The project is involves remaking of the Neo-futuristic American architect John Portman’s spectacular hotel which was built in1987. The existing hotel offered the ideal stage for the reinvention of the atrium hotel, with bringing the garden into the atrium. The challenges of lighting design involves introducing layers of light in the impressive atrium space, working with limited existing lighting points, integrating the new and old elements and also the trees and planting scheme unto the cascading planters. The atrium receives limited daylight exposure and posed challenges to the survival of the trees and plants. While grow lights are definitely required to supports the growth of the garden, achieving certain technical requirements of photosynthetic active radiation levels, the general concern of how the exposed grow lights will co-exist with the hotel guests and even complement the ambience for the hotel. The lighting concept thus challenges this and using very controlled optics, high RA9, colour rendering and tunable white solution of the grow lights, we are able to create the atmosphere of being in the forest in the daytime in 3800K, while evening approaches, the lighting ambience transforms into an atmospheric garden at 3100K. The lighting level changes throughout the day, responding to the natural lighting environment and the needs of the greenery. The grow lights double up to support growth and form part of the overall scenes and ambience of the atrium, which was originally too dark before the renovation. The interior architectural lighting also involves the overall lighting in the reception, atrium space, in addition to the landscape lighting.

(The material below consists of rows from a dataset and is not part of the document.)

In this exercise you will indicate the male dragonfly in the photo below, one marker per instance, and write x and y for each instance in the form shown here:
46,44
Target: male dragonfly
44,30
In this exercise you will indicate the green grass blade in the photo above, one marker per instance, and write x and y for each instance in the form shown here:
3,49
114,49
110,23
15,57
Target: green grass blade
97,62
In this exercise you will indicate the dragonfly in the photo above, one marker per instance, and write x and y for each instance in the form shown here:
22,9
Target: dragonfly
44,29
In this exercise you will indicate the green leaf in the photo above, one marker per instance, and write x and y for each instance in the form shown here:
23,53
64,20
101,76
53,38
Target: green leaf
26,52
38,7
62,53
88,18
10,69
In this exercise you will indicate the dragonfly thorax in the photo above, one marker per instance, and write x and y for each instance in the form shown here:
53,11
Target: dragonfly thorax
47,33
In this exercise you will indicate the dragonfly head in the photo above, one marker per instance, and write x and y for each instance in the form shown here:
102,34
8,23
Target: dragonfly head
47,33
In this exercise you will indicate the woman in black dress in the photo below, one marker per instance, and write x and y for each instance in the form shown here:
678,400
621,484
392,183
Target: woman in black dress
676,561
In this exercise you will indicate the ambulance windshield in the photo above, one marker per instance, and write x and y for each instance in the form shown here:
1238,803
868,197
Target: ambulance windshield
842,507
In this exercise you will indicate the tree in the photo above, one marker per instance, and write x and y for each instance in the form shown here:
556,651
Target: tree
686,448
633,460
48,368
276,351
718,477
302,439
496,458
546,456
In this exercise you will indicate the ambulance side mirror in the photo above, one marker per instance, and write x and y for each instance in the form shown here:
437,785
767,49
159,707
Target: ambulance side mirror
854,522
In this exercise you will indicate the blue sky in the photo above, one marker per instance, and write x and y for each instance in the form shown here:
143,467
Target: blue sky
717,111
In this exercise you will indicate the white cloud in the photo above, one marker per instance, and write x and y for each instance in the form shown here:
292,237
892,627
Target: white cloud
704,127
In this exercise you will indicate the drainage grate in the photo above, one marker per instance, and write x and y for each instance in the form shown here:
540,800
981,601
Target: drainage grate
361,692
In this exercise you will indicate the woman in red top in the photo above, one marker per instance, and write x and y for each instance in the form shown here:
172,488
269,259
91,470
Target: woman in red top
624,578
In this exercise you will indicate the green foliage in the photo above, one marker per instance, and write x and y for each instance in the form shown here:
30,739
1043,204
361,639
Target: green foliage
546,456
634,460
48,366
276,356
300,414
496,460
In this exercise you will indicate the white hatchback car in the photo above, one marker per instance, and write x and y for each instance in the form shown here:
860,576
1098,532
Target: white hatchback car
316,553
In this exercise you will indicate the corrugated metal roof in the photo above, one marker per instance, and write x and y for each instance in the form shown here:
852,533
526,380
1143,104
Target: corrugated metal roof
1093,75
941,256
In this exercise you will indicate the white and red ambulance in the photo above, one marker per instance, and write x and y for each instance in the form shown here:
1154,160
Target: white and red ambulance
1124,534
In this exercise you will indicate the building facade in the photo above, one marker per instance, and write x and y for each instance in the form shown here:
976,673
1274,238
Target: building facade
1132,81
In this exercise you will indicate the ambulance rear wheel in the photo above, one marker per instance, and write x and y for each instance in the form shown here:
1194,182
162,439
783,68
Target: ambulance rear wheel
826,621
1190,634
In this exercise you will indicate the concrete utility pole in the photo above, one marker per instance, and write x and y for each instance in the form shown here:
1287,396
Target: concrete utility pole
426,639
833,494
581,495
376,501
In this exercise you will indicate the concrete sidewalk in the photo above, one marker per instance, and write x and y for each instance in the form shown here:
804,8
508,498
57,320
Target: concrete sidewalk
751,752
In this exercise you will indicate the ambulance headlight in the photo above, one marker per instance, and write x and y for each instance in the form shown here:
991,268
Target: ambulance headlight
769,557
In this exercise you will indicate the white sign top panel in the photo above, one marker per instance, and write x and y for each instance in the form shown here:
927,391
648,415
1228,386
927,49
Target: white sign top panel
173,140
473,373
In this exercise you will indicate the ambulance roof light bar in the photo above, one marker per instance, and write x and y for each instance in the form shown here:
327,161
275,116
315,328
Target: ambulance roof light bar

The opportunity of giving new light to the American artist, Richard Lippold’s suspended sculpture, Orchidea. Designed as a light tribute to Richard Lippold’s Orchidea sculpture and architect’s John Portman’s atrium built in 1987, the 2 and half minute light show performance is played every hourly at 7pm, 8pm, 9pm transforms the garden atrium into a new light scape in the evenings. Transitioning from a gardenscape, it turns into a futuristic scape of light and sound, bringing out the artistic playfulness of the on-site architectural elements by architect’s John Portman’s impressive atrium space, American Sculptor’s Richard Lippold’s hanging sculpture, Orchidea and the newly transformed interior garden scape by FDAT and Ramboll Studio Dreiseitl.

The light show will engage onsite volumes, planes and with the Orchidea as one of the key elements of the light show, enhancing interaction of light and space with the metallic suspended wires, geometric forms soaring through the atrium and engaging the atrium on the whole, and further bringing out the mood of euphoric futurism, spiritual aspiration.